Idea 1
Seeing the Internet as a Place You Can Visit
What if you could actually see the Internet? Not the glowing icons, search bars, and endless scrolls on your screen—but the real, physical places that make it work? This is the question Andrew Blum asks in Tubes: A Journey to the Center of the Internet, a book that turns the invisible architecture of our digital lives into a vivid, human-scale geography. He argues that the Internet is not an abstract cloud floating above us but a tangible, intricate web of machines, cables, and buildings. Once you know where to look, the Internet stops being magic and becomes something you can touch.
Blum’s journey began with a humble event: a squirrel chewing through a cable in his Brooklyn backyard, cutting his Internet connection. That absurd incident opened his eyes to how real the Internet’s infrastructure is—how it depends on physical systems vulnerable to rodents, geography, politics, and human hands. From that moment, he set out to track the Internet down—not as a user, but as an explorer. He wanted to climb into data centers, walk along undersea cables, and talk with the engineers who keep those blinking boxes alive.
The Internet as Geography, Not Metaphor
Blum dismantles the myth of the Internet as a nebulous, immaterial 'cloud.' The term suggests smoothness, ubiquity, and detachment from material constraints. But that idea, he insists, is dangerously misleading. The Internet has borders, choke points, and landmarks. It relies on massive hubs like Equinix in Ashburn, Virginia; DE-CIX in Frankfurt; AMS-IX in Amsterdam; and Telehouse in London. Its arteries—fiber-optic cables—line railroad tracks, highways, and the ocean floor. Its nodes are data centers humming with light and heat. The Internet is, quite literally, a city of light—vast, mechanical, and surprisingly earthbound.
What Blum discovers is a pattern as old as human civilization: where information flows, geography still matters. Just as ancient ports and trading posts once served merchants and sailors, today’s Internet exchanges connect engineers and algorithms. Frankfurt is a hub because it has always been a meeting point of Europe’s trade routes. London’s Docklands still draw network traffic because of the same global arteries that carried ships centuries ago. Technology didn’t replace geography—it rediscovered it.
From Invisible Wires to Human Hands
Behind every packet of data that travels across the Internet is a chain of relationships—a handshake between engineers, companies, and governments.
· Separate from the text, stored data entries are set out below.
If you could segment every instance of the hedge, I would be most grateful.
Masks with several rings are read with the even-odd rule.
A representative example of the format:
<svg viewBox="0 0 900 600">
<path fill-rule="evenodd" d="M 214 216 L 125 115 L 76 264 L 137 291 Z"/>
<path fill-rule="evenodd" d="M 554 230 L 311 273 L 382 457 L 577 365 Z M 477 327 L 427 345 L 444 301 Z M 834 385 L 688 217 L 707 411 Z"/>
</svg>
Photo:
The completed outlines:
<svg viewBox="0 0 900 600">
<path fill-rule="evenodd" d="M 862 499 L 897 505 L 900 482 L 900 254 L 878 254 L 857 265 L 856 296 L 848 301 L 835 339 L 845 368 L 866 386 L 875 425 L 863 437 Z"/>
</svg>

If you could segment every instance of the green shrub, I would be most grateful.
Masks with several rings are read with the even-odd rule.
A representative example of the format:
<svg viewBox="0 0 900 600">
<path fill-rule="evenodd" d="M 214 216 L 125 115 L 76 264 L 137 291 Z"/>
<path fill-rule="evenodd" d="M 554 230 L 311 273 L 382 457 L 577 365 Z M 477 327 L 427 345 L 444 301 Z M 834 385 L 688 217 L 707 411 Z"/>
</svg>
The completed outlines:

Blum introduces us to this world of what he calls “network people”—the operators, cable layers, and peering coordinators who make sure your Google search reaches its destination. These are the unsung wizards who gather at operator meetups (like NANOG in Austin) not to dream up new gadgets, but to share beers, routes, and peering agreements—the social fabric behind the world’s digital connectivity.
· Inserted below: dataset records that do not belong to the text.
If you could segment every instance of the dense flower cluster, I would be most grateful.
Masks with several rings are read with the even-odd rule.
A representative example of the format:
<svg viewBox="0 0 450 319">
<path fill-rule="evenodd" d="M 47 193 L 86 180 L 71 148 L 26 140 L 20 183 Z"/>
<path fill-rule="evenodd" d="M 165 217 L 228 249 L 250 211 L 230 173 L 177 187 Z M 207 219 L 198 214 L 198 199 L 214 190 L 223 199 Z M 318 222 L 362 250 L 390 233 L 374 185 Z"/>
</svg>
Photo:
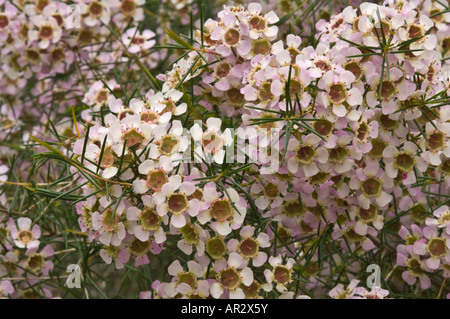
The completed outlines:
<svg viewBox="0 0 450 319">
<path fill-rule="evenodd" d="M 82 32 L 106 39 L 110 21 L 144 19 L 145 1 L 79 2 L 82 31 L 63 28 L 63 3 L 38 1 L 20 14 L 4 5 L 0 36 L 28 28 L 2 47 L 11 61 L 3 75 L 16 80 L 5 93 L 67 72 L 76 56 L 94 59 L 102 44 L 80 52 Z M 190 3 L 170 5 L 183 14 Z M 90 80 L 64 154 L 34 141 L 70 164 L 80 233 L 104 263 L 119 271 L 163 256 L 166 276 L 140 298 L 383 299 L 439 289 L 450 276 L 446 10 L 430 0 L 362 3 L 320 19 L 305 45 L 275 11 L 225 5 L 190 38 L 166 29 L 185 52 L 165 72 L 130 67 L 148 72 L 152 88 Z M 78 43 L 65 42 L 73 32 Z M 135 54 L 155 67 L 165 57 L 148 54 L 157 34 L 131 24 L 111 44 L 124 56 L 95 59 L 114 71 Z M 19 265 L 0 265 L 0 277 L 27 278 L 2 281 L 0 294 L 31 294 L 27 285 L 54 268 L 39 218 L 0 217 L 0 258 Z M 393 262 L 379 265 L 381 286 L 358 287 L 365 267 L 385 257 Z"/>
</svg>

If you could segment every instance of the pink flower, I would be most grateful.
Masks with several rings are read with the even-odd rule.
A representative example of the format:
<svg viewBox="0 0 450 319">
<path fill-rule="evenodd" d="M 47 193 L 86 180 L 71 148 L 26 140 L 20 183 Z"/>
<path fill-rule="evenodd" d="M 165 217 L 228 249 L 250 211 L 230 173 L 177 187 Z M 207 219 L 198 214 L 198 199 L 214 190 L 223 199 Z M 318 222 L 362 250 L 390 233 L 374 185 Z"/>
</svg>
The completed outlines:
<svg viewBox="0 0 450 319">
<path fill-rule="evenodd" d="M 218 299 L 224 292 L 230 299 L 244 299 L 245 294 L 241 284 L 248 287 L 253 283 L 253 271 L 245 267 L 243 258 L 238 253 L 230 253 L 228 261 L 216 262 L 214 271 L 217 273 L 216 282 L 210 286 L 211 295 Z"/>
<path fill-rule="evenodd" d="M 31 228 L 31 224 L 31 219 L 28 217 L 20 217 L 17 220 L 17 225 L 19 226 L 19 229 L 17 229 L 14 220 L 12 218 L 9 219 L 9 232 L 17 247 L 31 249 L 39 246 L 41 229 L 37 224 Z"/>
</svg>

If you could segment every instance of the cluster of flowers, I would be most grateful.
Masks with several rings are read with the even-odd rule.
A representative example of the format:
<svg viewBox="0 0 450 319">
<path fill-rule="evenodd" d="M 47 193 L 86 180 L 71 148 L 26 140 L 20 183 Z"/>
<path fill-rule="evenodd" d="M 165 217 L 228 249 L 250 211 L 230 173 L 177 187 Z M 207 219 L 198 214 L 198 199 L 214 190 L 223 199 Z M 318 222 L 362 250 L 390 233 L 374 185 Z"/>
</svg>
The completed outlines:
<svg viewBox="0 0 450 319">
<path fill-rule="evenodd" d="M 67 5 L 60 4 L 37 1 L 19 10 L 0 0 L 0 36 L 26 35 L 2 51 L 11 61 L 4 83 L 16 83 L 0 83 L 9 95 L 33 77 L 46 86 L 46 77 L 67 72 L 76 55 L 117 61 L 117 51 L 97 53 L 101 41 L 80 45 L 83 34 L 105 39 L 111 19 L 119 26 L 143 19 L 143 1 L 79 1 L 89 28 L 64 31 Z M 188 24 L 190 2 L 170 5 Z M 140 298 L 385 298 L 388 290 L 357 287 L 364 270 L 356 259 L 385 251 L 396 255 L 384 272 L 395 284 L 401 270 L 398 287 L 426 290 L 433 278 L 449 277 L 445 11 L 430 0 L 347 7 L 319 20 L 314 44 L 305 47 L 296 34 L 279 40 L 287 31 L 274 11 L 258 3 L 224 6 L 191 44 L 171 35 L 187 52 L 157 76 L 160 90 L 137 88 L 128 98 L 116 80 L 89 83 L 89 108 L 67 145 L 71 173 L 82 183 L 84 200 L 75 205 L 81 231 L 117 269 L 150 264 L 169 245 L 184 255 L 170 260 L 168 281 L 155 280 Z M 137 30 L 128 28 L 113 46 L 142 53 L 154 66 L 145 53 L 155 33 Z M 77 41 L 62 40 L 65 32 L 77 33 Z M 236 160 L 239 147 L 227 158 L 241 131 L 226 128 L 237 127 L 253 132 L 244 139 L 258 146 L 244 165 Z M 0 266 L 0 277 L 25 276 L 29 285 L 49 275 L 54 252 L 41 247 L 35 223 L 0 217 L 2 264 L 20 265 Z M 333 251 L 327 258 L 318 248 L 325 246 Z M 346 289 L 335 285 L 338 276 L 349 282 Z M 14 297 L 18 289 L 27 287 L 2 280 L 0 295 Z"/>
<path fill-rule="evenodd" d="M 127 61 L 123 47 L 154 67 L 160 58 L 149 54 L 155 33 L 136 29 L 144 19 L 144 2 L 0 1 L 1 137 L 21 142 L 31 133 L 48 138 L 41 126 L 77 104 L 85 93 L 83 85 L 91 86 L 96 74 Z M 129 28 L 108 42 L 110 25 L 114 30 Z M 17 134 L 23 127 L 25 136 Z M 68 125 L 57 129 L 62 135 L 73 134 Z"/>
<path fill-rule="evenodd" d="M 83 231 L 104 245 L 107 263 L 149 263 L 168 236 L 193 256 L 188 269 L 178 260 L 171 264 L 172 282 L 153 284 L 162 298 L 258 297 L 260 289 L 273 287 L 293 297 L 292 257 L 299 257 L 297 246 L 308 236 L 333 225 L 341 250 L 376 250 L 374 240 L 385 220 L 396 218 L 397 205 L 408 212 L 404 225 L 425 222 L 422 212 L 433 196 L 419 187 L 423 179 L 431 180 L 427 192 L 448 193 L 450 113 L 442 101 L 450 92 L 427 15 L 418 16 L 408 3 L 364 3 L 359 13 L 348 7 L 319 23 L 320 41 L 302 49 L 292 34 L 286 43 L 276 41 L 279 19 L 261 11 L 256 3 L 225 6 L 219 20 L 206 21 L 203 34 L 196 34 L 204 49 L 159 76 L 161 92 L 129 105 L 109 95 L 110 114 L 91 119 L 89 135 L 74 145 L 83 167 L 106 179 L 119 177 L 106 193 L 84 187 L 84 195 L 93 196 L 77 206 Z M 187 110 L 178 88 L 196 78 L 193 93 L 207 110 L 241 117 L 242 126 L 258 119 L 269 135 L 290 127 L 292 134 L 280 140 L 287 160 L 275 174 L 258 174 L 265 164 L 257 161 L 245 172 L 248 186 L 226 187 L 215 183 L 221 176 L 208 178 L 205 163 L 183 163 L 191 148 L 182 122 L 174 119 Z M 221 126 L 211 117 L 204 129 L 191 129 L 218 164 L 226 144 Z M 252 212 L 278 228 L 252 225 L 242 190 L 254 201 Z M 448 207 L 435 214 L 425 237 L 398 247 L 399 266 L 417 262 L 448 272 L 448 236 L 438 232 L 448 223 L 439 217 L 448 216 Z M 414 226 L 403 226 L 406 238 L 405 227 Z M 281 255 L 268 249 L 277 238 L 288 244 Z M 413 284 L 411 278 L 422 275 L 408 269 L 404 279 Z"/>
<path fill-rule="evenodd" d="M 52 298 L 52 292 L 45 286 L 33 288 L 43 276 L 49 276 L 54 268 L 52 245 L 40 246 L 41 229 L 27 217 L 20 217 L 16 222 L 0 217 L 0 298 L 25 297 L 37 298 L 39 294 Z M 22 278 L 14 285 L 11 278 Z M 41 290 L 41 291 L 39 291 Z"/>
</svg>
This is not the 'disembodied' Internet we imagine. It’s a system maintained through friendships, rivalries, deals, and trust. The engineers talk about “peering,” the physical and moral pact that allows networks to exchange data freely. They speak of “cables” the way sailors once spoke of rope and rigging. By showing us this communal, competitive, occasionally secretive tribe, Blum humanizes the abstraction we call global connectivity.
Why Physical Reality Still Matters
Why does knowing where the Internet is matter to you? Because understanding its geography helps you understand its fragility and power. When Blum visits Equinix Ashburn—one of the network’s busiest intersections—he realizes that if a handful of buildings in Virginia were destroyed, huge parts of the world’s Internet traffic would slow or even stop. In an age obsessed with data privacy, speed, and dependency, realizing that the Internet has real doors, locks, and guards changes how you understand security. If your emails, videos, and personal memories live 'in the cloud,' they actually sit in a warehouse somewhere, powered by local electricity and cooled by fans humming in the dark.
Blum invites us to rethink the Internet as part of our physical environment—an infrastructure as awe-inspiring and as vulnerable as the power grid. He points out that the world connects through choke points: a handful of undersea cables, a few key exchanges, and a surprisingly small number of technicians. This realization reframes the Internet not as a boundless universe but as a fragile, handmade quilt stitched together by real people.
A Journey from the Edge to the Center
Over the course of the book, Blum travels from his local network in Milwaukee, through historic switching points in Virginia and California, to global Internet exchanges in Europe, and ultimately to the undersea cables that bind continents. Along the way, he discovers that the Internet is both shockingly robust and astonishingly intimate—a network built from thousands of small decisions by engineers across decades. His odyssey ends where much of our data is stored today: in enormous data centers in rural Oregon and North Carolina, places where digital clouds meet concrete and steel.
By the end of Tubes, you realize that understanding the Internet’s material world changes how you perceive your own. Every click, upload, or video call traces a route through real terrain, shaped by geography and human will. Blum’s mission—to teach us to see the invisible—becomes a moving reminder that even in an age of silicon and photons, place still matters.